Never Trumper in Atlantic Magazine: 'The Trump Presidency Is Over' Due to Coronavirus

March 14th, 2020 9:41 PM

Stand by for yet another "inflection point" in which it is finally, finally OVER for the Trump presidency. Yes, liberals and Never Trumpers thought they had reached that "inflection point" several times over the past few years of this administration but now it must really really be over for Trump due to the coronavirus. Or at least that is the latest political gospel conventional wisdom according to Never Trumper Peter Wehner, a former Bush White House aide.

Wehner declared it all over in Friday's Atlantic magazine which boldly declared, "The Trump Presidency Is Over." Why? Because of the coronavirus outbreak which has brought us to Wehner's Holy Grail of the sacred "inflection point" marking the end of the Trump administration:

The coronavirus is quite likely to be the Trump presidency’s inflection point, when everything changed, when the bluster and ignorance and shallowness of America’s 45th president became undeniable, an empirical reality, as indisputable as the laws of science or a mathematical equation.

Yes, we have finally reached the much sought after "inflection point"...at least according to Wehner. Of course the coronavirus inflection point should not be confused with Wehner's Mueller Report inflection point when he announced on MSNBC's Morning Joe show in June 2018 that for Trump "it will get worse" when the Mueller Report comes out. Nor should it be confused with Wehner's impeachment inflection point of a month ago when he wrote in the Atlantic that the impeachment trial means the "Downfall of the Republican Party."

Wehner is careful to warn liberals not to politicize coronavirus outbreak as a weapon to attack Trump...before then absurdly going on to use coronavirus as a political weapon to attack Trump.

To be sure, the president isn’t responsible for either the coronavirus or the disease it causes, COVID-19, and he couldn’t have stopped it from hitting our shores even if he had done everything right.

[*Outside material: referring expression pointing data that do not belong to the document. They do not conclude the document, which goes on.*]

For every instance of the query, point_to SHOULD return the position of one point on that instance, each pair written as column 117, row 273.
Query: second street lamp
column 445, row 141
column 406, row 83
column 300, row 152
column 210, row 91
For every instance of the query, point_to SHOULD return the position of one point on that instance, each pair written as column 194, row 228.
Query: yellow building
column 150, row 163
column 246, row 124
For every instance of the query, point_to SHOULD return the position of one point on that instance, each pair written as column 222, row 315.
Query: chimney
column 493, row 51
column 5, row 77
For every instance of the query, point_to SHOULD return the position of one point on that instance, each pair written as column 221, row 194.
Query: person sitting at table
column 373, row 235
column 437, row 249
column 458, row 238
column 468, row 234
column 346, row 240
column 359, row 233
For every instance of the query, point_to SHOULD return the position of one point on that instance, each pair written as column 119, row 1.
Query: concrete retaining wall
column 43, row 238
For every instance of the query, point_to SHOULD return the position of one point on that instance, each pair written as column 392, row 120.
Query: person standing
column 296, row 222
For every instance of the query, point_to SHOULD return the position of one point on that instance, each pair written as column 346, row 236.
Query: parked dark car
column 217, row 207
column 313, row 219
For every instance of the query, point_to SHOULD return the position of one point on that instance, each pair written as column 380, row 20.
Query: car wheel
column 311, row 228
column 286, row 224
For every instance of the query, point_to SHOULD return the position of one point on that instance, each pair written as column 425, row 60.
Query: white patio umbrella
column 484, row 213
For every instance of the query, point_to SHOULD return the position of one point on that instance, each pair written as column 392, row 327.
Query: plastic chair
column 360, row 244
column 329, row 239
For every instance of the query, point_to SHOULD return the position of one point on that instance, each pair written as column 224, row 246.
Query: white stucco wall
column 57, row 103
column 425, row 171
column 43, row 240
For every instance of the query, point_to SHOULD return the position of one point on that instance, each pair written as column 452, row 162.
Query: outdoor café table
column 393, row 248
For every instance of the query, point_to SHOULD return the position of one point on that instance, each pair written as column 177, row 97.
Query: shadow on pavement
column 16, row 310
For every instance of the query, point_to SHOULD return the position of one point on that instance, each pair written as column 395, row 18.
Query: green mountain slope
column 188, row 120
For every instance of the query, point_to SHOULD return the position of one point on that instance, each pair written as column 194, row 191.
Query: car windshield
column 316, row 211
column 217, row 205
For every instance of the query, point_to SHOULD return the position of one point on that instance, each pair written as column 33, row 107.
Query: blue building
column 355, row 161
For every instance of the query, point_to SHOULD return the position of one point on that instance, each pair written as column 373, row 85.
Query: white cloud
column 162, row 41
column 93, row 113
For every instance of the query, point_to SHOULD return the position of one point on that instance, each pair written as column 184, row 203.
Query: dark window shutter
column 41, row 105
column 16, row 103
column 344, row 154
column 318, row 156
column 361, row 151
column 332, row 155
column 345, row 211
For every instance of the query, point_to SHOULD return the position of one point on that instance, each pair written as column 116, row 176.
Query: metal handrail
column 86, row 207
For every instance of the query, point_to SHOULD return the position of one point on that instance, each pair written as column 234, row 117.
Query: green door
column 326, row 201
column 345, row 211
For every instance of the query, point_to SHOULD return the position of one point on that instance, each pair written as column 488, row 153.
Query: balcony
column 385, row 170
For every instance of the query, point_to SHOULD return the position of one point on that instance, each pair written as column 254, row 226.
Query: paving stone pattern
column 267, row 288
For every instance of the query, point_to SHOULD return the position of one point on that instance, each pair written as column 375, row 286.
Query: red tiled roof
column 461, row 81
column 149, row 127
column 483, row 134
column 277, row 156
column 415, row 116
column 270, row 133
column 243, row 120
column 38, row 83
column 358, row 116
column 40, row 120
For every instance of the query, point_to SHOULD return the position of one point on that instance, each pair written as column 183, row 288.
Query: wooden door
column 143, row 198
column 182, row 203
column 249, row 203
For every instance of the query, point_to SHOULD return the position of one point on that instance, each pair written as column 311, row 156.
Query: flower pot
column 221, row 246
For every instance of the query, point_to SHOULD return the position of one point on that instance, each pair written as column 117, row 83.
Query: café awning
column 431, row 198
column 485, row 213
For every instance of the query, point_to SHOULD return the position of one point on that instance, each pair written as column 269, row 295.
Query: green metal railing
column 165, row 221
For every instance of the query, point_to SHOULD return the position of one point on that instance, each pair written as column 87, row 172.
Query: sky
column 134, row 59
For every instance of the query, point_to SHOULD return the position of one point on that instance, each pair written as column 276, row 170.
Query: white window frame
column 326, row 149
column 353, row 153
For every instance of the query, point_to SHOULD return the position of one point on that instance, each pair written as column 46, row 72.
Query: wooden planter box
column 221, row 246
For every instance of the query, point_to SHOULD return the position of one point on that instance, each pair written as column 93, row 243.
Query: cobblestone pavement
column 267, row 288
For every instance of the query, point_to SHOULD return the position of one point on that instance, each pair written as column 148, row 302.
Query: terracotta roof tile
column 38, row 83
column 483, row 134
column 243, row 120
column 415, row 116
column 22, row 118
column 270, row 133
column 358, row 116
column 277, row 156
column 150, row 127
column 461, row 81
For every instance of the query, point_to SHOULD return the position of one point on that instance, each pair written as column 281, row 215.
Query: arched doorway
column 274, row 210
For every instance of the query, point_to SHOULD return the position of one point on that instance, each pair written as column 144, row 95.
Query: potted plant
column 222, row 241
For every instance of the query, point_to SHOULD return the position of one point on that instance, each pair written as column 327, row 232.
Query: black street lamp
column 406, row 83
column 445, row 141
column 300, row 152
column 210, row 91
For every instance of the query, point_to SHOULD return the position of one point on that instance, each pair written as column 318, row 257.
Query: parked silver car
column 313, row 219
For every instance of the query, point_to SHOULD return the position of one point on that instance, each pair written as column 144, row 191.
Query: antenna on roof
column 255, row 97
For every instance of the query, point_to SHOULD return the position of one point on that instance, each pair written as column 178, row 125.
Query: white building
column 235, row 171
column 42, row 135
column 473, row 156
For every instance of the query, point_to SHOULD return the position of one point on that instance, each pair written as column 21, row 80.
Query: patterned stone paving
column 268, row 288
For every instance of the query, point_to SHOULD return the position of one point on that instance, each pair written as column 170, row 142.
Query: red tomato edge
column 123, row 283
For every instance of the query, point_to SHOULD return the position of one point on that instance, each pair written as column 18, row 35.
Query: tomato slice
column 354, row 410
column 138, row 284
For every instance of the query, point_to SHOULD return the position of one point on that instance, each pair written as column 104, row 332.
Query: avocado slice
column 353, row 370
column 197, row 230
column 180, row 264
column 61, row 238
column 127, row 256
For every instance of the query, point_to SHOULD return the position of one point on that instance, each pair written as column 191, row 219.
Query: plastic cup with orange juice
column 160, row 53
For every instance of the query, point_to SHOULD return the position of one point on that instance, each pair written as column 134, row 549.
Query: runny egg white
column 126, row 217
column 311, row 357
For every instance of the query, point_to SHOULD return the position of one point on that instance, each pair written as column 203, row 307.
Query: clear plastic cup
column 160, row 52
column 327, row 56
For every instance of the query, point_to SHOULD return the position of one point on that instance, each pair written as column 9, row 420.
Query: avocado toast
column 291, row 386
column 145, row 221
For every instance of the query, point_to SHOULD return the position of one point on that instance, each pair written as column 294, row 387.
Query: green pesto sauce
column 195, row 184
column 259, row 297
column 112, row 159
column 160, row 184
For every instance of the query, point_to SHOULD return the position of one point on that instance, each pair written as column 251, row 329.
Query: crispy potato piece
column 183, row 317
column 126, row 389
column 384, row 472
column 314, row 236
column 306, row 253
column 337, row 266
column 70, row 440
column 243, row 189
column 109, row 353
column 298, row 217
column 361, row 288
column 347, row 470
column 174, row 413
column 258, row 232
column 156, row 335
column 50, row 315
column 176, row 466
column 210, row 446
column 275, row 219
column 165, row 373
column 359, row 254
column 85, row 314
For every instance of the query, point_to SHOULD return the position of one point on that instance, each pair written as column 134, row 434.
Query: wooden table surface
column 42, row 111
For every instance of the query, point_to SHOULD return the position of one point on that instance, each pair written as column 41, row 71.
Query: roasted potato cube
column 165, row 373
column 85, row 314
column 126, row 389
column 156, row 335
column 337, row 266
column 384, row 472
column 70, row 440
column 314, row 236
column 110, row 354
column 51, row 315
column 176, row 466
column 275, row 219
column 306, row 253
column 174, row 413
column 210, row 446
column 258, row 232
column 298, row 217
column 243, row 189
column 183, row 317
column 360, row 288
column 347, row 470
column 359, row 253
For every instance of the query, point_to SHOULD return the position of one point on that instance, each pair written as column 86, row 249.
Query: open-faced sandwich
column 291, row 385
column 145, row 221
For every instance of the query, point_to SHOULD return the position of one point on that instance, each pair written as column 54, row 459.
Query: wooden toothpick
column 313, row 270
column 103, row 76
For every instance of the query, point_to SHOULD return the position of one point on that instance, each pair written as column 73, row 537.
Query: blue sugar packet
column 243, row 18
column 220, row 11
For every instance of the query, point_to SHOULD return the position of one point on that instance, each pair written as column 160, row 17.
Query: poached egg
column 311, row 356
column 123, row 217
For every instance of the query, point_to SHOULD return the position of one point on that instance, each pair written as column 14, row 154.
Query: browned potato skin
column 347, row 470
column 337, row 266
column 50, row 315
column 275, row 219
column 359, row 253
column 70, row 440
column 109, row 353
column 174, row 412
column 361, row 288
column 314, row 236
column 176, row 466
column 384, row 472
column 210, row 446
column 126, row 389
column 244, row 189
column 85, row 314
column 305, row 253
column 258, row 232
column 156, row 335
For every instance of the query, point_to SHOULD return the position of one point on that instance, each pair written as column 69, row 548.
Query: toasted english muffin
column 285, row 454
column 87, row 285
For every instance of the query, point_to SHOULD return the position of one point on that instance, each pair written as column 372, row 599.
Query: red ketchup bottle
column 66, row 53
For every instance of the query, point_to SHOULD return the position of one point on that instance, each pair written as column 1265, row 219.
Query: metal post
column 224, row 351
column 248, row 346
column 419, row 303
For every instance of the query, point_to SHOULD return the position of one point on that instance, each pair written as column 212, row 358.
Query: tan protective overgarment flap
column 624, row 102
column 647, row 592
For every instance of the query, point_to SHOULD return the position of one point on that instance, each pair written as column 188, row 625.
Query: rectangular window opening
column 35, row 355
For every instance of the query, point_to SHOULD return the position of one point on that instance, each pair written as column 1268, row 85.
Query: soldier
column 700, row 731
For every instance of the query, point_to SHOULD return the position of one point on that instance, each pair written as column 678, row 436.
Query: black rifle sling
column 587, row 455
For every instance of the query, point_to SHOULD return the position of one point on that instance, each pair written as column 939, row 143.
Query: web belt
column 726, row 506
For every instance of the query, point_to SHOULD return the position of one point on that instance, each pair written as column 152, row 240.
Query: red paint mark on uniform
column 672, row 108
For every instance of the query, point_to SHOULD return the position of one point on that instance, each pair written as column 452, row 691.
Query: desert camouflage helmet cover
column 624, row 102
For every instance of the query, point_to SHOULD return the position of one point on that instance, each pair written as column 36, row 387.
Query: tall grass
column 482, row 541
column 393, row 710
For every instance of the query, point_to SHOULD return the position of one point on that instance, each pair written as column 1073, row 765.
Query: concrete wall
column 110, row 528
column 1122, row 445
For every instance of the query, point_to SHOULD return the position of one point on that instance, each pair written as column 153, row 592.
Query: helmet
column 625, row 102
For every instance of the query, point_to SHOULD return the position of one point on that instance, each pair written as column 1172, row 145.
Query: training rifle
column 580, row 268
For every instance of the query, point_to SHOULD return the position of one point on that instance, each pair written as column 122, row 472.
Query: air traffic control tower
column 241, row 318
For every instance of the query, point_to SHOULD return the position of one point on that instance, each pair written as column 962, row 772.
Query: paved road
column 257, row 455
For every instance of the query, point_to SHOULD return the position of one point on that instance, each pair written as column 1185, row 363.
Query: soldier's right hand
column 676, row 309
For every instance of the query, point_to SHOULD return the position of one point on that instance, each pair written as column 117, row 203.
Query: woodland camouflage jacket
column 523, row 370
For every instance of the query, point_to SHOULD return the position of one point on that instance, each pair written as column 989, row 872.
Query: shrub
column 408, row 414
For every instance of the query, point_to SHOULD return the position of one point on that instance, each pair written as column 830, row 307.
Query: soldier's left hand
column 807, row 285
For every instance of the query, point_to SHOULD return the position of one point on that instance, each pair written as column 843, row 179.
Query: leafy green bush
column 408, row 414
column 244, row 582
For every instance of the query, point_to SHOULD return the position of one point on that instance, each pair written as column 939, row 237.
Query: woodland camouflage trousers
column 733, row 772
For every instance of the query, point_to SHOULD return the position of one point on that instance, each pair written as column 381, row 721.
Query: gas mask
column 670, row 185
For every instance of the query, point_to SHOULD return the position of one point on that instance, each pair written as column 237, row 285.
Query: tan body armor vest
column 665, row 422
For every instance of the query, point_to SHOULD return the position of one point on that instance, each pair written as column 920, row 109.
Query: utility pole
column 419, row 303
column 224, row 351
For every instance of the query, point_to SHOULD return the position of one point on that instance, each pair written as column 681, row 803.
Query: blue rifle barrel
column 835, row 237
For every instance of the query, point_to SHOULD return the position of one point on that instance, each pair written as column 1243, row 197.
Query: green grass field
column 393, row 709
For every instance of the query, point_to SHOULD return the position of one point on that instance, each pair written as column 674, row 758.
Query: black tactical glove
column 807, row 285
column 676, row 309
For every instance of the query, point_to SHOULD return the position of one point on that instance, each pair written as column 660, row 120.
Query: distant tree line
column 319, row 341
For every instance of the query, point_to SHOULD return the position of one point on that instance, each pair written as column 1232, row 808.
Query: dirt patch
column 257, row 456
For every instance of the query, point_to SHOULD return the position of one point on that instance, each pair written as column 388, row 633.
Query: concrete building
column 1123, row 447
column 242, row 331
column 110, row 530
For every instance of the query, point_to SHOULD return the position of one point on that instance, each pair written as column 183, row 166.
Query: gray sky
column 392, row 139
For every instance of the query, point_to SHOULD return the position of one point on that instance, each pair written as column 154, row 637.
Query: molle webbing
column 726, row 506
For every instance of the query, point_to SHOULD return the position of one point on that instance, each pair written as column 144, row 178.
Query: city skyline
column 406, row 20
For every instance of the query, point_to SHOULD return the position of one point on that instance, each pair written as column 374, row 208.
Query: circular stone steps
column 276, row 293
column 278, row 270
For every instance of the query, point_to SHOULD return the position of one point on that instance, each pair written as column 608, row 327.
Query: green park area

Nor is it the case that the president hasn’t done anything right; in fact, his decision to implement a travel ban on China was prudent. And any narrative that attempts to pin all of the blame on Trump for the coronavirus is simply unfair. The temptation among the president’s critics to use the pandemic to get back at Trump for every bad thing he’s done should be resisted, and schadenfreude is never a good look.

...the avalanche of false information from the president has been most alarming of all. It’s been one rock slide after another, the likes of which we have never seen. Day after day after day he brazenly denied reality, in an effort to blunt the economic and political harm he faced. But Trump is in the process of discovering that he can’t spin or tweet his way out of a pandemic. There is no one who can do to the coronavirus what Attorney General William Barr did to the Mueller report: lie about it and get away with it.

...To make matters worse, the president delivered an Oval Office address that was meant to reassure the nation and the markets but instead shook both.

Somehow Wehner seems to have missed the huge stock market rally on Friday when the Dow surged almost 2000 points.

Wehner concludes by attempting to assure us, and perhaps himself, that it is finally, really, absolutely OVER for Trump:

It has taken a good deal longer than it should have, but Americans have now seen the con man behind the curtain. The president, enraged for having been unmasked, will become more desperate, more embittered, more unhinged. He knows nothing will be the same. His administration may stagger on, but it will be only a hollow shell. The Trump presidency is over.

Exit question: How long before Peter Wehner discovers a new "inflection point" that means the end of the Trump presidency?